The arsenic levels, Jackson added, “are a concern. ... I’m hoping that the mixing operation ... always works.”
But Powell, who has researched the issue considerably, said he has made peace with the arsenic issue, in large part because the Beall well represents only a fraction of the water district’s overall supply. Some environmental advocates who study arsenic in drinking water supplies are pushing for tougher standards; they’ve been unsuccessful, Powell noted, in large part because the technology for removing arsenic — reverse osmosis — is expensive and uses up large quantities of water.
“It would be a crippling economic burden around much of the country,” he said
The issue, Powell added, is one of balance and cost. “It’s a long-term concern and has to be balanced with everything else,” he said.
Water District 19 is Vashon’s largest water purveyor, providing the resource to all of Vashon town, as well as to residents north of town and as far south as Maury Island. But water extraction has proven difficult for the district, and for more than a decade, the agency has had a moratorium for new water shares in place. The district’s waiting list for new shares now contains some 300 requests.
The Beall well is the district’s fifth and latest. Its development was slated to cost around $250,000, Lakin said, but it’s expected to log in at $400,000. “For 80 gallons per minute, it’s a ton of money,” he said.
From the get-go, the Beall well has been contentious and difficult. The water right for the well came from the Beall Greenhouse Co., which sold the right to Water District 19 more than 20 years ago for a nominal price. When the district decided to use the right to develop a well, some Islanders — concerned about the impact the well could have on Beall Creek — objected, claiming the right was too old to be valid. They formed an organization called Protect Our Water and filed a lawsuit.
Ultimately, the district and the citizens’ group settled in 2005, agreeing that the utility could develop a smaller well than the initial water right allowed, recalled John Arum, a lawyer and Islander who represented Protect Our Water.
The well is now weeks away from going online, Lakin said. All that’s left is for the state Department of Health to sign off on the utility’s operating plan; the agency already approved a pilot study.
Meanwhile, he noted, the utility has achieved some success in its efforts to meet ongoing demand — but not through well development.
Over the last few years, in large part because of the commissioners’ efforts at encouraging conservation measures, Lakin believes, demand for water from District 19 has declined.
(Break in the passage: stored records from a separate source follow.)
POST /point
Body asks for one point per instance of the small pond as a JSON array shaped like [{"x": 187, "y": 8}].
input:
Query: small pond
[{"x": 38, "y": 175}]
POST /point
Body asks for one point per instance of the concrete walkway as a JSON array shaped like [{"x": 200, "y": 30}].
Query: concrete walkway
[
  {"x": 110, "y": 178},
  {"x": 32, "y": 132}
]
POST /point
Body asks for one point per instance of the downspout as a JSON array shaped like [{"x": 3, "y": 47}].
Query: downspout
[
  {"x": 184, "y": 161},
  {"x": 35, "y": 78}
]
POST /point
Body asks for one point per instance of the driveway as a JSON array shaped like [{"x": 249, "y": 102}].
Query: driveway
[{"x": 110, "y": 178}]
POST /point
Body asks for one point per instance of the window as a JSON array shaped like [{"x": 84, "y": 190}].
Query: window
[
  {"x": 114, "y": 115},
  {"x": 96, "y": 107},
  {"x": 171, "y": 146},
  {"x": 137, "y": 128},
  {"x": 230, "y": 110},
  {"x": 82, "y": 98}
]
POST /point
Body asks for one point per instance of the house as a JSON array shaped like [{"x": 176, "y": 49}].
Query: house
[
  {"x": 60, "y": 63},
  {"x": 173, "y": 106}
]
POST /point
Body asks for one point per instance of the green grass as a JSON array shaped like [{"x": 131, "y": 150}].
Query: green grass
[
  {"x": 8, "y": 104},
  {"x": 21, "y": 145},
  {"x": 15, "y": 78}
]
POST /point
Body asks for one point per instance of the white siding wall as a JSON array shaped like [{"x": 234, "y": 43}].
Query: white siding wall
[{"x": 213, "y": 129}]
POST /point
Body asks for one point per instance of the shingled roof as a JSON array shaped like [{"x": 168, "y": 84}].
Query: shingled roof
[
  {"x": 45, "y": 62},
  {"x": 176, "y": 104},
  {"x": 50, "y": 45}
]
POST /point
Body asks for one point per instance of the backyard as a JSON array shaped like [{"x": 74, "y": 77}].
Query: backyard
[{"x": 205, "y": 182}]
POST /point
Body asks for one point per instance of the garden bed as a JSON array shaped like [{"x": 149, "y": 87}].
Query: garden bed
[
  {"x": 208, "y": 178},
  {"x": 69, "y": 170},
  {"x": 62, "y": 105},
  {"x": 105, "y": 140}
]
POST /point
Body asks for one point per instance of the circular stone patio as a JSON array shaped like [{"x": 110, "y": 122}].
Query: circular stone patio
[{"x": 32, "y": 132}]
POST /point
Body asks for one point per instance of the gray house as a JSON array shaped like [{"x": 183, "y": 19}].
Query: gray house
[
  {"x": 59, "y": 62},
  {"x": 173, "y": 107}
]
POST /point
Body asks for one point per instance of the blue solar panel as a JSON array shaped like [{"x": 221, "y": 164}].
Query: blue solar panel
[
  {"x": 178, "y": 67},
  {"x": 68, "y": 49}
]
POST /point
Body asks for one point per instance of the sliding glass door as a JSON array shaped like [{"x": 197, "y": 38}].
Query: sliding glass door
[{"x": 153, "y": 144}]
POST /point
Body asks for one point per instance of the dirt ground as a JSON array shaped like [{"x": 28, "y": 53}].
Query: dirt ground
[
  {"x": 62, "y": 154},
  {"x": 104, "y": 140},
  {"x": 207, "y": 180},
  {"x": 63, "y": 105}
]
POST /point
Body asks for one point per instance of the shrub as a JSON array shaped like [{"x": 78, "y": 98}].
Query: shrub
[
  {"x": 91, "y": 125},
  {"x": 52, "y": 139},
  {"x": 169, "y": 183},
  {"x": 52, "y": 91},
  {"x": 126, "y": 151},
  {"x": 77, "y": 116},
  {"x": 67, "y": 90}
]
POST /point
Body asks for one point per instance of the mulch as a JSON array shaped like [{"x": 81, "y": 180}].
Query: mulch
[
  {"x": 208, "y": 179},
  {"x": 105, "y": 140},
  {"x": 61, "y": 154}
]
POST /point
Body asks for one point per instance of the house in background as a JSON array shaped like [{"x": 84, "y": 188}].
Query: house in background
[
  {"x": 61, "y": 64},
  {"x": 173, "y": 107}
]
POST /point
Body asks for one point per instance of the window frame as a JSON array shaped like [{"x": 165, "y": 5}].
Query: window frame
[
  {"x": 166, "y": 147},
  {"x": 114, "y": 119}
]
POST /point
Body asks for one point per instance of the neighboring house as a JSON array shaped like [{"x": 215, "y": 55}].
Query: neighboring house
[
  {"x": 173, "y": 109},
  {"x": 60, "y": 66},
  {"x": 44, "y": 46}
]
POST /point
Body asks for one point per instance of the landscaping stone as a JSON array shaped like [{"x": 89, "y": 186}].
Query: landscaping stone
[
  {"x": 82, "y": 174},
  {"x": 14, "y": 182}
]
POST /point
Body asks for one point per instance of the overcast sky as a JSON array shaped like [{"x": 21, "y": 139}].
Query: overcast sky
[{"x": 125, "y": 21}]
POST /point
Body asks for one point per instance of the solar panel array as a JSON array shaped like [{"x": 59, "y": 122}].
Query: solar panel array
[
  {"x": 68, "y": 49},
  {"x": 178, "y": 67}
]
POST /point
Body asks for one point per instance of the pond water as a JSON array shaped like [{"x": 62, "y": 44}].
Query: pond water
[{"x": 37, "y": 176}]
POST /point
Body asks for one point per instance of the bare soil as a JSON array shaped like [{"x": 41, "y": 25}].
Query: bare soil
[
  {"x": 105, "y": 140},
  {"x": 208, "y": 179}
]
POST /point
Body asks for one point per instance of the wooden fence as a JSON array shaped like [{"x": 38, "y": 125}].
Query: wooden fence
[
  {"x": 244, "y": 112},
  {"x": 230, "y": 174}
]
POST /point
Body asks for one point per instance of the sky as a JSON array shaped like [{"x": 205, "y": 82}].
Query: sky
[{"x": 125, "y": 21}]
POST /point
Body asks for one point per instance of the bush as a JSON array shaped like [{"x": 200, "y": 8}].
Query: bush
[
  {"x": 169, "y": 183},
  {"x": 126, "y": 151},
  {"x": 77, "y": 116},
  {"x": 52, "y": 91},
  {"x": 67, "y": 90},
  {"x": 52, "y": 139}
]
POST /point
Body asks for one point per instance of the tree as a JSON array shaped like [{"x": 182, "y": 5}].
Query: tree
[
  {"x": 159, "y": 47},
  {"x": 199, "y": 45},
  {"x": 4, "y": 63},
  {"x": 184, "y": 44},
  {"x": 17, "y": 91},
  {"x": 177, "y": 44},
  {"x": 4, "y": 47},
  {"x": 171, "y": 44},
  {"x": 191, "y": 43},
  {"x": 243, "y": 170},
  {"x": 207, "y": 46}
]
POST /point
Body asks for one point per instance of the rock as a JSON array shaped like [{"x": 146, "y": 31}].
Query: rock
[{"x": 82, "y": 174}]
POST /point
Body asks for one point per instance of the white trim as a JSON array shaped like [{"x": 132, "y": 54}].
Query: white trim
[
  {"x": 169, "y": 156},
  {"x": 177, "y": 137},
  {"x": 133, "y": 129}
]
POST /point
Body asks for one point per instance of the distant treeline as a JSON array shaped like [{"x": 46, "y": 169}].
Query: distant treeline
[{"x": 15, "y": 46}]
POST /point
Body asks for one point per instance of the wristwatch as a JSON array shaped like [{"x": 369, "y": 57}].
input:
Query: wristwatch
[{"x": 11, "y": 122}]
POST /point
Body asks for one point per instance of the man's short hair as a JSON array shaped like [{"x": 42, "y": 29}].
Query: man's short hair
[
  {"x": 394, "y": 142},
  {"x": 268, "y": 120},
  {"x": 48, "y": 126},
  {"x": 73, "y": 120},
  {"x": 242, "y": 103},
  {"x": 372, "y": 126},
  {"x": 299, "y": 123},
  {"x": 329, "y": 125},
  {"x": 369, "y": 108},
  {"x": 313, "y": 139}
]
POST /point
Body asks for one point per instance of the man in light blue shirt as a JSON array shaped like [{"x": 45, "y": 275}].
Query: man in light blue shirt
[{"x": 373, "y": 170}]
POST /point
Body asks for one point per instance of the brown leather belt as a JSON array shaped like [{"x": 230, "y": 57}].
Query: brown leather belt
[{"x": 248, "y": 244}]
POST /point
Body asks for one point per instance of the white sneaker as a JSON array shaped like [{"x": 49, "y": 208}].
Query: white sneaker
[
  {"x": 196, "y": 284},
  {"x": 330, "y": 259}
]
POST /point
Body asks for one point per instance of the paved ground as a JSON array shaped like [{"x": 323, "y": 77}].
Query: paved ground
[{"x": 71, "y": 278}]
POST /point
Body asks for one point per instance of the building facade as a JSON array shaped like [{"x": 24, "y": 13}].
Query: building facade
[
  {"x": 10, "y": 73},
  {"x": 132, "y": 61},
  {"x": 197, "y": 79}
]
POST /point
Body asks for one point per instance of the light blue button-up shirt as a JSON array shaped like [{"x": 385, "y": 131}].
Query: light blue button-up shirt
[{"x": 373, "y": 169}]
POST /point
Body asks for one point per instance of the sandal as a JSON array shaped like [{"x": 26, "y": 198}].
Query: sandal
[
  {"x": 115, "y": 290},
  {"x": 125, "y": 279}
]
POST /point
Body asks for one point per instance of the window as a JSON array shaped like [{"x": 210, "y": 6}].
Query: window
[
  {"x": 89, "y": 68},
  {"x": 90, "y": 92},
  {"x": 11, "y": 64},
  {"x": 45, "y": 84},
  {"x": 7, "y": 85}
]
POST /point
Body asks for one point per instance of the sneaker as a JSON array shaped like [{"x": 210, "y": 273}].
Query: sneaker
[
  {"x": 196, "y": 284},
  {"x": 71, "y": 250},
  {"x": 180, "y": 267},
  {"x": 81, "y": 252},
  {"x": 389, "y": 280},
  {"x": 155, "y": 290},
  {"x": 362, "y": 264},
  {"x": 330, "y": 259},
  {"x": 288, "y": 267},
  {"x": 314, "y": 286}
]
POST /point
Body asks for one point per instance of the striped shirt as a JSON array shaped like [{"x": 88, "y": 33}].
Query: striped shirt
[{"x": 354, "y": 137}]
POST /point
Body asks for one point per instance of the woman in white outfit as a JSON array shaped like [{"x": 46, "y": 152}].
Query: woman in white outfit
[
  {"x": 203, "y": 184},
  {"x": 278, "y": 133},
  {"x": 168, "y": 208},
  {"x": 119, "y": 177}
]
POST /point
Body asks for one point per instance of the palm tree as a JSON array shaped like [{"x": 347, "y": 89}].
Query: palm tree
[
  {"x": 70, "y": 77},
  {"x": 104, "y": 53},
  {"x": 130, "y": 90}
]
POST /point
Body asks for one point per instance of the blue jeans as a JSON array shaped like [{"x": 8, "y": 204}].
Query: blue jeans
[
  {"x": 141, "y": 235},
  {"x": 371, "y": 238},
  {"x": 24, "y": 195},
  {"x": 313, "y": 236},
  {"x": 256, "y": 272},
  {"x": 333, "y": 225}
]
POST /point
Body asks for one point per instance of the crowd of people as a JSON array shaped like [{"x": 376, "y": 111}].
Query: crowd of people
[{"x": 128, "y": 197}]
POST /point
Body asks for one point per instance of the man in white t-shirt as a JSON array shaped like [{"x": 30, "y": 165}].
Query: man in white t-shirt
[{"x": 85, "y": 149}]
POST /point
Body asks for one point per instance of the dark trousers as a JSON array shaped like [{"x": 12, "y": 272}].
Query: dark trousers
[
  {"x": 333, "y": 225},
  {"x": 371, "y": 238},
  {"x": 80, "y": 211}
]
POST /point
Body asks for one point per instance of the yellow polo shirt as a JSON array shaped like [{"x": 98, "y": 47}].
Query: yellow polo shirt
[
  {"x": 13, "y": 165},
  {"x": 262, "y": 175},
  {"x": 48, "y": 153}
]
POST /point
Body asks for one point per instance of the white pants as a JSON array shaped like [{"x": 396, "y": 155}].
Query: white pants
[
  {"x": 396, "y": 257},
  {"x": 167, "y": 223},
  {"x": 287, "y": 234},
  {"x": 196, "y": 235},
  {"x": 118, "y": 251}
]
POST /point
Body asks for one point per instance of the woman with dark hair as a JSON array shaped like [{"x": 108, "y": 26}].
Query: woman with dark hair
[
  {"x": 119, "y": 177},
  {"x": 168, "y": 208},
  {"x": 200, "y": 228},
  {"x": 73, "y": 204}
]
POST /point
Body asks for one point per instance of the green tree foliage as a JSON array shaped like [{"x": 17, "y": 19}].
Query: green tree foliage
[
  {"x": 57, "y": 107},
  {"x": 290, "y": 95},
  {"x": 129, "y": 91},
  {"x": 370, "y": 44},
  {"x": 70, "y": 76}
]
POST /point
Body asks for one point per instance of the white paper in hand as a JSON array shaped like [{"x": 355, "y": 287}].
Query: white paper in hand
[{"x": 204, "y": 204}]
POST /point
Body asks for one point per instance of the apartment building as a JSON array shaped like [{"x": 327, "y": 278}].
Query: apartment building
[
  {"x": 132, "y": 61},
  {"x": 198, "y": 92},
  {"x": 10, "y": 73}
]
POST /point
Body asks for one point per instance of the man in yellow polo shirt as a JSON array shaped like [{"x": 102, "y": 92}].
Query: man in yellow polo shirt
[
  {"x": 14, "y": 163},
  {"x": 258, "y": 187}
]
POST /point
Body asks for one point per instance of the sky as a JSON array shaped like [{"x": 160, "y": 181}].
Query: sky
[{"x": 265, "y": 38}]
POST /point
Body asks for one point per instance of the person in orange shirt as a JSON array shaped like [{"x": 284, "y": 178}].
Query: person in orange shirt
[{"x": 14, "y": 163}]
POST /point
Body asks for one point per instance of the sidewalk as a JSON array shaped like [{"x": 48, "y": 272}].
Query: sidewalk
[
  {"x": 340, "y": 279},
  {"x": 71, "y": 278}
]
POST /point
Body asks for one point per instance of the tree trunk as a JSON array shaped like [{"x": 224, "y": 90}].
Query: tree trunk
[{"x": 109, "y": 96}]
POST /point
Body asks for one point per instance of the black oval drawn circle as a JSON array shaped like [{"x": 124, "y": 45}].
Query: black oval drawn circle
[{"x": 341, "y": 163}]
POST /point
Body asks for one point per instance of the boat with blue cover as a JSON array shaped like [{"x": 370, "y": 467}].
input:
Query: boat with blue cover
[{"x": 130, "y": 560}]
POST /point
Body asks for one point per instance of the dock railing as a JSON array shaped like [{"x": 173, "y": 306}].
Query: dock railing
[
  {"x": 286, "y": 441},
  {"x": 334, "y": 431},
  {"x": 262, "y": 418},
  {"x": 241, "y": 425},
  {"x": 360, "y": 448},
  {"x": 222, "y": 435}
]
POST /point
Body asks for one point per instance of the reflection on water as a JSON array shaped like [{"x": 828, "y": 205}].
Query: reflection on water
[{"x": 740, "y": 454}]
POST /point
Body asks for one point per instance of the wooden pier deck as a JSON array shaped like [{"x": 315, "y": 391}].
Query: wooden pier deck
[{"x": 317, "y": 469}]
Peak demand for water has dropped around 10 to 20 million gallons per year over the last seven years, he said, from a high of around 130 million gallons to a low of 110 million.
“There’s definitely a trend downward,” he said.
Had the district invested $400,000 in conservation measures rather than another well, the results may have been more fruitful, Powell added.
“There’s no finger-pointing or perception of blame,” he said. “But I think there is a consensus that the district needs to be extremely selective in choosing future capital projects.”